09 May 2013

Motivating Teachers

A few years ago I read the Dan Pink TED talk about motivation. It inspired me to start doing 20% time, among other small changes to my teaching. (Check out the original blog reaction here.) Just now I watched a video that revisits the topic:

According to Pink, external incentives only work for rudimentary tasks, and the more complicated, cognitive tasks must be internally motivated.

In teaching, it means that all those hoops we jump through in order to keep our jobs really only motivate us to do the rudimentary tasks well, such as handing out packets that contain the state-mandated information. According to the data Pink refers to, merit pay cannot and will not ever work. So what will?


The fact is, most teachers already have all three, built into the job. You want autonomy? I get observed twice a year by a member of my administration. We have meetings, I have state standards to teach to, but otherwise I'm given full freedom to teach my class the way I see fit. That's autonomy.

How about mastery? We get to rework our curriculum every year, sometimes twice or even three times in one year. We get to try out as many new ideas as we can come up with, keeping the ones that work, tossing the ones that don't, until we become Yodas, Miyagis, and Beldings.
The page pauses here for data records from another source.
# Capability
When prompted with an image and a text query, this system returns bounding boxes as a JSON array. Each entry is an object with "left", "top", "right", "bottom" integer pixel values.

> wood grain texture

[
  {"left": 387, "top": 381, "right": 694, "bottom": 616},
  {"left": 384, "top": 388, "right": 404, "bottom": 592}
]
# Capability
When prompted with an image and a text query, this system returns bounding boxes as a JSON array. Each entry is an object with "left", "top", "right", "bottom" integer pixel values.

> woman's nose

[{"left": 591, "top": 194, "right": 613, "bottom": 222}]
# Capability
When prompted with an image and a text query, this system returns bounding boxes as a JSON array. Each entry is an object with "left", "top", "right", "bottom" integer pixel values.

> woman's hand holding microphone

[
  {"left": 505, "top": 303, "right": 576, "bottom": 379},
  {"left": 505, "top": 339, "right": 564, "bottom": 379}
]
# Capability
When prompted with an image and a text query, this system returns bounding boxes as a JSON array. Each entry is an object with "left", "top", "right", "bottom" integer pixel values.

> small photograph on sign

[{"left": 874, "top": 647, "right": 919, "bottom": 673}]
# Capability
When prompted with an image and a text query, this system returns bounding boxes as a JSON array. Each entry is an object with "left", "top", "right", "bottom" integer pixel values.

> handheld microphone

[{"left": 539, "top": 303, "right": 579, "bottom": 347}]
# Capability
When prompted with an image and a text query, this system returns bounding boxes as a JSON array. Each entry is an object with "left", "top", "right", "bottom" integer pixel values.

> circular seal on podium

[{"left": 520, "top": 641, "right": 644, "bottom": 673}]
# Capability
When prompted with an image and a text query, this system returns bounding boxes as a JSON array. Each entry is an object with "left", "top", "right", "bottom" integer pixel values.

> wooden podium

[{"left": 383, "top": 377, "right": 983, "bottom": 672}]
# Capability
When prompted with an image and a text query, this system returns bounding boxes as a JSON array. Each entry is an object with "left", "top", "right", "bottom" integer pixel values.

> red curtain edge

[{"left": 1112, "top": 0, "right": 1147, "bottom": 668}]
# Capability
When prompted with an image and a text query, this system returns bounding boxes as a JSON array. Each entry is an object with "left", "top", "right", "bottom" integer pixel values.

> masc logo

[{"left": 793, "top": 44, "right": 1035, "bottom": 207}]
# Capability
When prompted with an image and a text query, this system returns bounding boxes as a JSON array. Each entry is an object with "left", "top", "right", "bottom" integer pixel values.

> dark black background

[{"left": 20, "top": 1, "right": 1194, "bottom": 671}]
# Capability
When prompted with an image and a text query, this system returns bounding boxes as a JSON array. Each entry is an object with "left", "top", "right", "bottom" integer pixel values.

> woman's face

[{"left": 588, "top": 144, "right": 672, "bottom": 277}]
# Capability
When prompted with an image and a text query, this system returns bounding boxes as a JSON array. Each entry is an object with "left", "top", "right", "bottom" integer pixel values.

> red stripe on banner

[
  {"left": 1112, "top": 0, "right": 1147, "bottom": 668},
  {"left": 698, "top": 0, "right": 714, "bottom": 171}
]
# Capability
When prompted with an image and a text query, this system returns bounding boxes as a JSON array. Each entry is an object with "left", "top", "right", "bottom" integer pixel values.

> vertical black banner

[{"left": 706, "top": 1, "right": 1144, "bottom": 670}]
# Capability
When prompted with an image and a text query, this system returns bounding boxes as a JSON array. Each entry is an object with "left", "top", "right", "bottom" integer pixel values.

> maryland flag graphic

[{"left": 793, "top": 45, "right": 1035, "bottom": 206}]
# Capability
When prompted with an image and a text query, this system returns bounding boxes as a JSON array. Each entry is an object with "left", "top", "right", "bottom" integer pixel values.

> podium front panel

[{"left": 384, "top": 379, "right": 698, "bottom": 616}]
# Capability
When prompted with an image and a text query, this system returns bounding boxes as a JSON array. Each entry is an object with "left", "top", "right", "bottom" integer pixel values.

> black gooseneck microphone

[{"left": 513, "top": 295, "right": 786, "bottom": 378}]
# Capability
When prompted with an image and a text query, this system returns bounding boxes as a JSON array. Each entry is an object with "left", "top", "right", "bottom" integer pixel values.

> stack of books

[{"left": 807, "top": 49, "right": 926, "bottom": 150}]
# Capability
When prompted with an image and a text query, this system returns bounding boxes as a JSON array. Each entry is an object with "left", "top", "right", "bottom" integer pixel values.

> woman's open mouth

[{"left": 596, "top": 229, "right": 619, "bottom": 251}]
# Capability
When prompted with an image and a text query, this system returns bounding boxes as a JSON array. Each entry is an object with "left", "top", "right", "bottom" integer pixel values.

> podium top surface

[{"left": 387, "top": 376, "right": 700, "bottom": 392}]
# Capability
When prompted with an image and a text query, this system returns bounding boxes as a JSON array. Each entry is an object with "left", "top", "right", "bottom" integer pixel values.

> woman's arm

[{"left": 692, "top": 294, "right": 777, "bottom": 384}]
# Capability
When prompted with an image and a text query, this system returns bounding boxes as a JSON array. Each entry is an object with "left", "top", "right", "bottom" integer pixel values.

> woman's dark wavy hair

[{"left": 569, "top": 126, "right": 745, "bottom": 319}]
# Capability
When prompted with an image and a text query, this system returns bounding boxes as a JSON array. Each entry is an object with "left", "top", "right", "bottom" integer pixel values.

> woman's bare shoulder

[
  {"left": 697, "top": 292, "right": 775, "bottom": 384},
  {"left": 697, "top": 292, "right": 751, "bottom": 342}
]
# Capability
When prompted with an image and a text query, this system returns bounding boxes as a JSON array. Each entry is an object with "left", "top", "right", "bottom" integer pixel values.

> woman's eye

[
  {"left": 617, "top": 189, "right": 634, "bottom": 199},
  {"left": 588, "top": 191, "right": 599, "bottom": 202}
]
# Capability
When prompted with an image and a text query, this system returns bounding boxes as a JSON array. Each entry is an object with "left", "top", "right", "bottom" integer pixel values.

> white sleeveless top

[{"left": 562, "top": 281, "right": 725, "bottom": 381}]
And purpose. Everyone you meet will either admire you or pity you. Usually both. And both kinda make you feel cool, right? Like you're making a difference in a way few others can.
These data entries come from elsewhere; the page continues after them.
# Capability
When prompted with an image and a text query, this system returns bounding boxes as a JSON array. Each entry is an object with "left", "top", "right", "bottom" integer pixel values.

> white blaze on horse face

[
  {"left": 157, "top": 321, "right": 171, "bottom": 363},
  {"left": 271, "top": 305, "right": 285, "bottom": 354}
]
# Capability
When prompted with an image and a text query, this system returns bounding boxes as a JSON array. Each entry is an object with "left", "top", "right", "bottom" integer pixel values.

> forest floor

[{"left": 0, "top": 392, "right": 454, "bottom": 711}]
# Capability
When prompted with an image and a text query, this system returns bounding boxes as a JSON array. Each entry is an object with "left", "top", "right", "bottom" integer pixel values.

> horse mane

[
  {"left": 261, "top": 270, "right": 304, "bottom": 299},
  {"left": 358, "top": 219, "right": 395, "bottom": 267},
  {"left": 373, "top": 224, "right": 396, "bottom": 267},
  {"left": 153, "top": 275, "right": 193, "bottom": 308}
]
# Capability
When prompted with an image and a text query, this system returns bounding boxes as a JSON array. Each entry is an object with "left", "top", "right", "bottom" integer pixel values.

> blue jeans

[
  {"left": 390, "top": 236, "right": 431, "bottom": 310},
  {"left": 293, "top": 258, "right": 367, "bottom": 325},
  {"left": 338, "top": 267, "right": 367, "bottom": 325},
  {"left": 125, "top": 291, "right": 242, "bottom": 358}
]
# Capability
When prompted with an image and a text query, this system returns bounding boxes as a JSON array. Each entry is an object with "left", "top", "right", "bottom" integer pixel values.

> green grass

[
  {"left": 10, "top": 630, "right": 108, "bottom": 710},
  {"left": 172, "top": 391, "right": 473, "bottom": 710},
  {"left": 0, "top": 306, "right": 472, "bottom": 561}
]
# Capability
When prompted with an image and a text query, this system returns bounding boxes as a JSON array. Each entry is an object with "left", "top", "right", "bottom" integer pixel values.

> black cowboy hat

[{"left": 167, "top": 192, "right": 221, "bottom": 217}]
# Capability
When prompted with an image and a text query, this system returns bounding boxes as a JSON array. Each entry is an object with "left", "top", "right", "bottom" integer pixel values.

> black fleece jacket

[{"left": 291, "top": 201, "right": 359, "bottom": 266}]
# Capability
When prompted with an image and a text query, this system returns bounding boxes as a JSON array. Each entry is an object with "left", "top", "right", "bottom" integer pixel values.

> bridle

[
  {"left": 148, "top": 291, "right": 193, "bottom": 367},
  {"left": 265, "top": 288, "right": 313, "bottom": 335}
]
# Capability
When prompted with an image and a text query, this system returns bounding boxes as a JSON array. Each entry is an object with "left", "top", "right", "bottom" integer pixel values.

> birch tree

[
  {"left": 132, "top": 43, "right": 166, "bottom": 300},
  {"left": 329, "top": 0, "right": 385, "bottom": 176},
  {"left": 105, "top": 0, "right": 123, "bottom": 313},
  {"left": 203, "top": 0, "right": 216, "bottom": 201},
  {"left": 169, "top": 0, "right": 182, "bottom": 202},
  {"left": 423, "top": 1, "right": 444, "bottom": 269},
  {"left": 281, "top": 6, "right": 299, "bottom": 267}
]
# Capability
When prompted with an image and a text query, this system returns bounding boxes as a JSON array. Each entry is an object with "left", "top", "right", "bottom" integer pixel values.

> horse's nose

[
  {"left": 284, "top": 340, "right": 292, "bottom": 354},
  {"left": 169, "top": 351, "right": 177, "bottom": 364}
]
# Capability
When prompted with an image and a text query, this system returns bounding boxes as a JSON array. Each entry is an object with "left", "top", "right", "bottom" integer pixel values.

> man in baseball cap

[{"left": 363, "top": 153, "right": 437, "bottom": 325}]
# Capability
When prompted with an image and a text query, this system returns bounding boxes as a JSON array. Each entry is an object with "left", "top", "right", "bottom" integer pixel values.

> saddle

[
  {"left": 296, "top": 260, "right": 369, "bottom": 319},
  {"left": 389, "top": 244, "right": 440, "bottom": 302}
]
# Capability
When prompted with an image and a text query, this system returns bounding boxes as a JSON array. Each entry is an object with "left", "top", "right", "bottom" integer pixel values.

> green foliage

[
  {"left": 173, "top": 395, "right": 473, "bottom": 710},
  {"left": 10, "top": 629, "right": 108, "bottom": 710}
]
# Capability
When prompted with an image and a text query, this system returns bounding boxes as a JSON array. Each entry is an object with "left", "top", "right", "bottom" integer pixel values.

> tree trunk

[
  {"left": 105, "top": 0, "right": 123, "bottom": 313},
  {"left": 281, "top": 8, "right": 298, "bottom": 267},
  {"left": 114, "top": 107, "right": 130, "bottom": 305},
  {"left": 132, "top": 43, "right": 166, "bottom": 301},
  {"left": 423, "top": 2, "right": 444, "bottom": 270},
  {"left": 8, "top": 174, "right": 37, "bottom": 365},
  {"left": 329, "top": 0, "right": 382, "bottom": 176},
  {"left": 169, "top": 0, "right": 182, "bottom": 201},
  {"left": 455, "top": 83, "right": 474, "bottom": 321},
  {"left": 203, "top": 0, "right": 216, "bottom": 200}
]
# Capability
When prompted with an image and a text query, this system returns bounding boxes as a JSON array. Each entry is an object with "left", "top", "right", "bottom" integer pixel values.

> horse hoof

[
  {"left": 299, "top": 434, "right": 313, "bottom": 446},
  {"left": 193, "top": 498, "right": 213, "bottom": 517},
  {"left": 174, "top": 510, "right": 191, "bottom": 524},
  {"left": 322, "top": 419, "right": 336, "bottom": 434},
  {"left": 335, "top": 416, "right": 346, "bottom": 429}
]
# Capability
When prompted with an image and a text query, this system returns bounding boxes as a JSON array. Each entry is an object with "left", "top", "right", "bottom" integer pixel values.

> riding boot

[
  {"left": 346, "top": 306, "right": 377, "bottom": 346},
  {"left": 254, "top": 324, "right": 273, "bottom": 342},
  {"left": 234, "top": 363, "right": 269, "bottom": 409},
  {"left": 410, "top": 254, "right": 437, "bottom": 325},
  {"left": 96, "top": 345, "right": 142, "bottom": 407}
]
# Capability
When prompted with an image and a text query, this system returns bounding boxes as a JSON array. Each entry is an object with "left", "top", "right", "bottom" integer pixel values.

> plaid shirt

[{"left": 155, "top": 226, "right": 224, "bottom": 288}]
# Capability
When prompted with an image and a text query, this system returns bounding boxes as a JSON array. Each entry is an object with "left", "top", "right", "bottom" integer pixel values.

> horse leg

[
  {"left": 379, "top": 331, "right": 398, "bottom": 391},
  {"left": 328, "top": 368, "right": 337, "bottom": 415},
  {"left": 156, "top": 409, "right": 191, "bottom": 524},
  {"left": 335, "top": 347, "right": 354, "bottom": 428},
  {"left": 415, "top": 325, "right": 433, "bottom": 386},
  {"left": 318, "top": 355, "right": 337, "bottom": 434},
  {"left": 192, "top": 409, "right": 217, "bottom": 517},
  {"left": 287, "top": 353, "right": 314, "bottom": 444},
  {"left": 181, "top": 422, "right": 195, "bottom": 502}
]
So, why is teaching not the hot job that it could so easily be? It's the pay. If you watched the video, you might have noticed a little fact in there about money. Although it can't be used as an incentive, there must be just enough that people don't go wanting.

My summer plans.

I've said it before, and I'm saying it again. Matt Damon's even saying it. Pay teachers more, and you'll end up with much better teachers. The job already has everything else a perfect job needs.